Sans aller jusqu’à l’informatique, il est notoire que Bach n’aurait pas pu avoir par ses compositions un grand prix de fugue dans un conservatoire national, il y a trop d’irrégularités, trop d’entorses à la consttruction formelle canonique. D’ailleurs, la fugue bachienne est parfois mélangée à d’autres types de structure musicale ; je peux citer le cas de fugue « da capo » dans ses oeuvres pour luth, avec une reprise intégrale du début. Plus étonnant,il y a des cas de synthèse du style fugué et du style concertant, comme dans la fugue du prélude et fugue pour orgue BWV 548.

D. Furtif
Administrateur
D. Furtif
23 juin 2010 14 h 51 min

Un petit mot sur la modernité absolue de Bach. je ne retrouve pas sur le net la version de Corboz qui m’a mis sur le cul il y a des années quand j’ai découvert et le chef et l’œuvre; mais celle ici, de Philippe Herreweghe est dans le même esprit. Les stridences dissonantes de cette entrée de la passion selon Saint jean sont un cri qui vous déchire concrètement. Le ciel s’ouvre pour vous montrer la profondeur et l’entendue de la faute.

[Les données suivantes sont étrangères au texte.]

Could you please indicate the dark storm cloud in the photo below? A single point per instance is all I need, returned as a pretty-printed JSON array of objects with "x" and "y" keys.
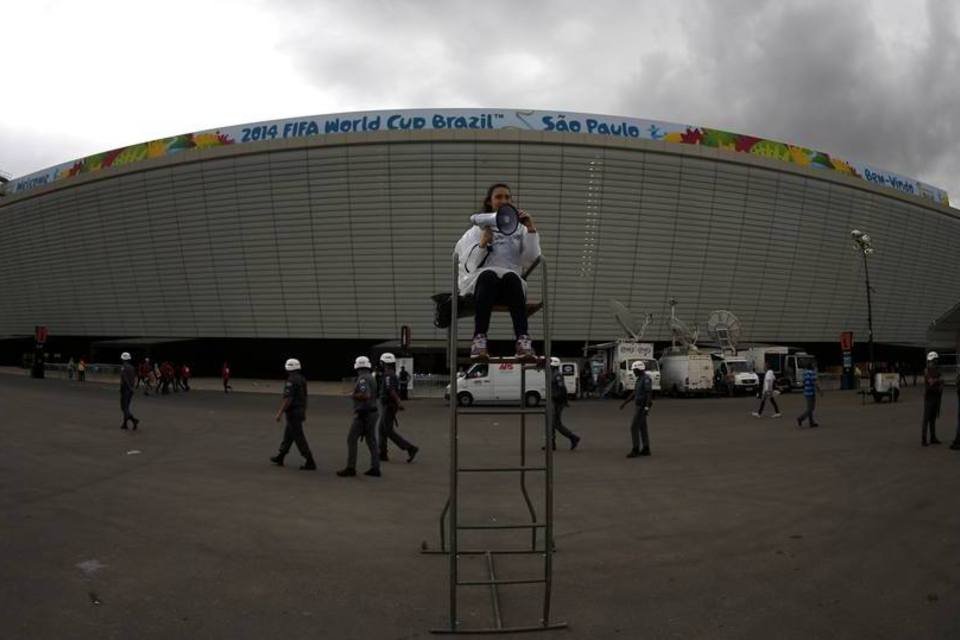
[{"x": 817, "y": 73}]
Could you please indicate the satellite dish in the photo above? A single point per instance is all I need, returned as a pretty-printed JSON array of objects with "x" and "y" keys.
[
  {"x": 628, "y": 322},
  {"x": 725, "y": 328},
  {"x": 679, "y": 331}
]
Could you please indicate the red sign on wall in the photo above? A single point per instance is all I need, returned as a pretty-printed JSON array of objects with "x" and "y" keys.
[{"x": 846, "y": 341}]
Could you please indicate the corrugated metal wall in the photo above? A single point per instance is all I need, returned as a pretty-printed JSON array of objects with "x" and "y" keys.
[{"x": 350, "y": 240}]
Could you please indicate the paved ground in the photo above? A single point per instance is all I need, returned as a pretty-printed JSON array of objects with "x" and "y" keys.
[{"x": 735, "y": 528}]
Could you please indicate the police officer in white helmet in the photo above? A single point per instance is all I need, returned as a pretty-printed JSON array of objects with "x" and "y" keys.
[
  {"x": 128, "y": 382},
  {"x": 364, "y": 424},
  {"x": 294, "y": 405},
  {"x": 389, "y": 406},
  {"x": 643, "y": 397}
]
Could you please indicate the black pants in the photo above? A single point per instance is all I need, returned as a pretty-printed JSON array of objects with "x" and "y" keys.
[
  {"x": 768, "y": 396},
  {"x": 508, "y": 290},
  {"x": 125, "y": 398},
  {"x": 293, "y": 434},
  {"x": 558, "y": 424},
  {"x": 808, "y": 414},
  {"x": 387, "y": 431},
  {"x": 638, "y": 429},
  {"x": 364, "y": 424},
  {"x": 931, "y": 410}
]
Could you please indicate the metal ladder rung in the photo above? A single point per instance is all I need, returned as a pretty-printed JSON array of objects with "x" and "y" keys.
[
  {"x": 487, "y": 583},
  {"x": 498, "y": 469},
  {"x": 504, "y": 411},
  {"x": 532, "y": 525}
]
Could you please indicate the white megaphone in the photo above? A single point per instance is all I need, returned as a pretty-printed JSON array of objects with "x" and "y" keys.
[{"x": 506, "y": 219}]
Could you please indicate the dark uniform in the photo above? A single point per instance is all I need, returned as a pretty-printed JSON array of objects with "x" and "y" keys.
[
  {"x": 364, "y": 424},
  {"x": 388, "y": 416},
  {"x": 933, "y": 393},
  {"x": 128, "y": 382},
  {"x": 295, "y": 390},
  {"x": 558, "y": 390},
  {"x": 956, "y": 439},
  {"x": 643, "y": 400}
]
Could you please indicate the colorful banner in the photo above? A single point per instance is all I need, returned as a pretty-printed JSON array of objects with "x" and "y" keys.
[{"x": 479, "y": 119}]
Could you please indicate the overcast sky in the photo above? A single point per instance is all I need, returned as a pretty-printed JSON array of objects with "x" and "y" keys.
[{"x": 873, "y": 81}]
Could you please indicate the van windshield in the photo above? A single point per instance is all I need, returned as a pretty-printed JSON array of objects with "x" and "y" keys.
[
  {"x": 738, "y": 366},
  {"x": 478, "y": 371}
]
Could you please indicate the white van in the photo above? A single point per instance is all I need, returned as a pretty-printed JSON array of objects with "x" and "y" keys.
[
  {"x": 499, "y": 383},
  {"x": 686, "y": 373}
]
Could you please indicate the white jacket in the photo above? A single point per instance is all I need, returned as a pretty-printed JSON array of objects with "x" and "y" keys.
[{"x": 514, "y": 253}]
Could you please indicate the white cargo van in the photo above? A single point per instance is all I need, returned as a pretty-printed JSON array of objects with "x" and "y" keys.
[
  {"x": 685, "y": 373},
  {"x": 733, "y": 375},
  {"x": 499, "y": 383}
]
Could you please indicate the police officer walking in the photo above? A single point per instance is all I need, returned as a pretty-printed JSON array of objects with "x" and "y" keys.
[
  {"x": 643, "y": 397},
  {"x": 294, "y": 405},
  {"x": 128, "y": 383},
  {"x": 558, "y": 389},
  {"x": 932, "y": 394},
  {"x": 389, "y": 405},
  {"x": 364, "y": 424}
]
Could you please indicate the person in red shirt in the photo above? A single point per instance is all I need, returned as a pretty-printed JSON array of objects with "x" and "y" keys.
[
  {"x": 185, "y": 377},
  {"x": 225, "y": 374}
]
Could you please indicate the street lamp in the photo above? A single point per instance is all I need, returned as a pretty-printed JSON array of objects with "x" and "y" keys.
[{"x": 864, "y": 245}]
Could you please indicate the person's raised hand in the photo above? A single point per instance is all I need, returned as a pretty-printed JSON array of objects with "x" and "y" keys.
[{"x": 486, "y": 238}]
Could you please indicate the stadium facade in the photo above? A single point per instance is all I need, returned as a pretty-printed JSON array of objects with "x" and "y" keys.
[{"x": 340, "y": 227}]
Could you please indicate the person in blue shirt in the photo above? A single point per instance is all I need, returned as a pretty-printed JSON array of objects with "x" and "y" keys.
[{"x": 811, "y": 387}]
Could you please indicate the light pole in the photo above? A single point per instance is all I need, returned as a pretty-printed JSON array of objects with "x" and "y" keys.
[{"x": 864, "y": 245}]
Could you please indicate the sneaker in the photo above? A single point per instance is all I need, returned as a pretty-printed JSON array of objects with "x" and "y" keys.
[
  {"x": 478, "y": 349},
  {"x": 525, "y": 348}
]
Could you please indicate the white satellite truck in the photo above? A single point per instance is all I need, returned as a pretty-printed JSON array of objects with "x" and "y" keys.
[
  {"x": 619, "y": 355},
  {"x": 788, "y": 364},
  {"x": 732, "y": 373},
  {"x": 684, "y": 370},
  {"x": 499, "y": 383}
]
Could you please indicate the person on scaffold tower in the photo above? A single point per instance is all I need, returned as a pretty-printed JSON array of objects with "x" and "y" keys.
[{"x": 491, "y": 265}]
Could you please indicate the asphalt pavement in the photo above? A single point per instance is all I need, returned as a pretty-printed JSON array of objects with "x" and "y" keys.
[{"x": 736, "y": 527}]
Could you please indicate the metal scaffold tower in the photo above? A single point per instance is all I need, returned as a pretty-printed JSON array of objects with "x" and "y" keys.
[{"x": 451, "y": 525}]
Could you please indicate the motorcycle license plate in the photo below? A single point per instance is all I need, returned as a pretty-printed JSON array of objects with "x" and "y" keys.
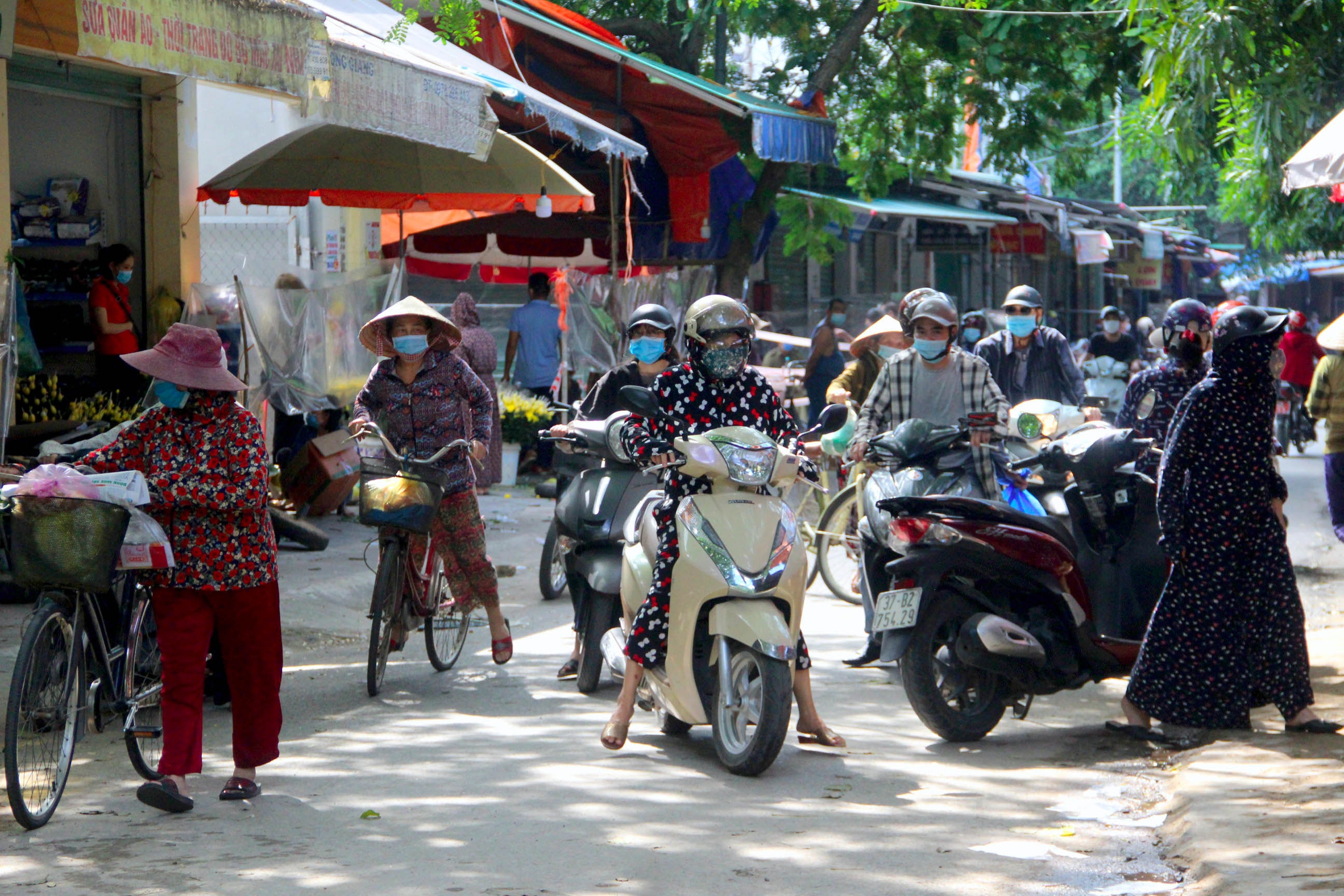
[{"x": 895, "y": 609}]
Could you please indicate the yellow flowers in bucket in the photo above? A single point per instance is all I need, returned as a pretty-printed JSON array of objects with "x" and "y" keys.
[{"x": 522, "y": 415}]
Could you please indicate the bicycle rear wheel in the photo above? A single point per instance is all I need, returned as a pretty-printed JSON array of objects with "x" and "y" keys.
[
  {"x": 446, "y": 631},
  {"x": 838, "y": 546},
  {"x": 144, "y": 683},
  {"x": 385, "y": 612},
  {"x": 42, "y": 720}
]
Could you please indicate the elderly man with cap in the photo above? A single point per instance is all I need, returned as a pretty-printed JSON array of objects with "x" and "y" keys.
[
  {"x": 871, "y": 349},
  {"x": 937, "y": 382},
  {"x": 203, "y": 457},
  {"x": 1029, "y": 359}
]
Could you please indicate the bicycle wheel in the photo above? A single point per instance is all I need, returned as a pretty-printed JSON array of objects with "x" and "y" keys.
[
  {"x": 838, "y": 546},
  {"x": 42, "y": 720},
  {"x": 385, "y": 612},
  {"x": 143, "y": 687},
  {"x": 446, "y": 631}
]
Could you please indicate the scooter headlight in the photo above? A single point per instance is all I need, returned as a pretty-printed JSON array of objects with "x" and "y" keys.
[{"x": 748, "y": 465}]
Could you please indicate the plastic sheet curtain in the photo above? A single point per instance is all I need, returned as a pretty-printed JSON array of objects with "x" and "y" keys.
[
  {"x": 596, "y": 339},
  {"x": 305, "y": 353}
]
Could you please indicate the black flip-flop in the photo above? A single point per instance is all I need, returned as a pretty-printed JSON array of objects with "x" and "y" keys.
[
  {"x": 164, "y": 795},
  {"x": 1138, "y": 733}
]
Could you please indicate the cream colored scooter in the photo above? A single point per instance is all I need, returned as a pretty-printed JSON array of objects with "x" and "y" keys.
[{"x": 737, "y": 592}]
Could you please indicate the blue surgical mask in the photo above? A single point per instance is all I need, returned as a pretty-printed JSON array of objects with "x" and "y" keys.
[
  {"x": 648, "y": 348},
  {"x": 414, "y": 344},
  {"x": 171, "y": 395},
  {"x": 930, "y": 348}
]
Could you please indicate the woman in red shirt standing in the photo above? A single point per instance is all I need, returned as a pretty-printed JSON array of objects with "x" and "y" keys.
[
  {"x": 109, "y": 305},
  {"x": 205, "y": 460}
]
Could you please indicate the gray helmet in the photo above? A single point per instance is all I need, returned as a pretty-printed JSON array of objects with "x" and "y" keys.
[
  {"x": 1023, "y": 295},
  {"x": 714, "y": 315},
  {"x": 654, "y": 316}
]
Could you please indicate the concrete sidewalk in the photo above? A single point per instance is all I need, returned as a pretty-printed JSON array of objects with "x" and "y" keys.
[{"x": 1263, "y": 812}]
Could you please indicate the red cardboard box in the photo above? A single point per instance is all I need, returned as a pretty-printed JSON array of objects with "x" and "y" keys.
[{"x": 323, "y": 474}]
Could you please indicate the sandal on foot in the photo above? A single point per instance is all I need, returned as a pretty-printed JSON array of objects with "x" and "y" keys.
[
  {"x": 824, "y": 738},
  {"x": 502, "y": 651},
  {"x": 164, "y": 795},
  {"x": 240, "y": 789},
  {"x": 614, "y": 734}
]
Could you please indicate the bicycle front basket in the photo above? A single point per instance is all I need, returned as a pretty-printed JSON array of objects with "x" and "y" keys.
[
  {"x": 69, "y": 543},
  {"x": 397, "y": 499}
]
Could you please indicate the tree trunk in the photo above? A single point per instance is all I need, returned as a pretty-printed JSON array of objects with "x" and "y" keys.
[{"x": 737, "y": 264}]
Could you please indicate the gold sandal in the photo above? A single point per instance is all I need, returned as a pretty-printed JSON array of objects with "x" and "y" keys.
[{"x": 614, "y": 734}]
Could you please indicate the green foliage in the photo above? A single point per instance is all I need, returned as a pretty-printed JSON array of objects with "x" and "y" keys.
[{"x": 1241, "y": 88}]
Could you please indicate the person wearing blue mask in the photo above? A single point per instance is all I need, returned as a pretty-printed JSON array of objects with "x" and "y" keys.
[
  {"x": 825, "y": 362},
  {"x": 1029, "y": 359},
  {"x": 939, "y": 382},
  {"x": 871, "y": 349},
  {"x": 651, "y": 332}
]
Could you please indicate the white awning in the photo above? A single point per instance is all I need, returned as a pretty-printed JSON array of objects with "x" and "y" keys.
[{"x": 375, "y": 22}]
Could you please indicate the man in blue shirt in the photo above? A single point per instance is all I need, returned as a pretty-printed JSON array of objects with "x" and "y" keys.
[{"x": 534, "y": 339}]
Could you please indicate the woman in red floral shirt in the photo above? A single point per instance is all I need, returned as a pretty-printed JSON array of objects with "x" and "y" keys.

Une fois que vous serez entré dans cette musique , perdez toute espérance vous passerez votre vie à aller d’une l’une à l’autre , de la Saint Matthieu à la Saint jean

Un jour je trouverai les 2 minutes des la Saint jean de Sacarlatti , Alexandre( le vieux) et nous verrons alors si la musique baroque n’est que froides architectures sans âme désincarnées et obsolètes???

ranta
ranta
26 juin 2010 8 h 53 min

J’ai lu il y a quelques années (je ne sais plus où) un article qui en gros disait : avec l’informatique nous avons pu produire, en analysant et programmant sa technique, des morceaux que Beethoven aurait probablement écrit s’il avait vécu plus longtemps.

Pour revenir à la comparaison entre les oeuvres produites et les libertés que s’accordait Bach ça m’a fait penser à une phrase de J. Hendix : »j’ai été tellement bien imité qu’on a même copié toutes mes erreurs » : c’est sans doute cette part d’erreur humaine qui donne l’émotion.